Starting the Pruning Rounds

I know it's still midwinter, but during those few warm (40-50F) days we get this time of year, I'm itching to get outside and "do something." One gardening activity that I start now and hope to complete before the buds on trees and shrubs begin to swell is pruning.

Pruning Fruit Trees

With a good snow cover this year, it's actually easy to prune the semi-dwarf fruit trees in my yard. The 'Northstar' sour cherries grow to only 8 feet tall, so with a hand pruner I can walk around the tree on top of the snow removing dead, diseased, broken, and crossing branches. I particularly look for branches with a sappy golden ooze extruding from the bark. This is a sign of possible disease, and I remove and destroy those branches.

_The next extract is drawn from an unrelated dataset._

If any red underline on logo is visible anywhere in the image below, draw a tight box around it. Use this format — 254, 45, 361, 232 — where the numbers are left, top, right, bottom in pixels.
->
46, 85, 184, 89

My plum and apple trees have good branch structure from my diligent pruning in their youth. So now I find myself just removing root suckers and water sprouts. Water sprouts are those one-year-old branches that grow straight up, usually near a previous pruning cut. Again, with a hand pruner I remove those branches. I try not to prune too much because the more I do, the more water sprouts grow up for me to prune next year.

Pruning the Top

Some of my plums are reaching 20 feet tall, and I like to keep them shorter for easier harvesting and care. I'll break out the pole pruner for this chore. Pole pruners have a blade at the end of a pole that can extend 20 feet. By using the pole pruner, I avoid the precarious act of balancing on a ladder while pruning. I try to cut main branches out of the top of the tree at a spot where a downward or horizontal side branch is growing. That way, the new growth won't grow vertical next year.

Cleaning Up

After pruning, I remove and destroy the branches I cut, saving some for forcing indoors. I don't paint or treat the pruning cuts with any material, since clean cuts made close to the branch will heal quickly on their own.

The berry bushes and woody shrubs are still snowbound, so I'll be out again next month to continue the pruning rounds once the snow subsides.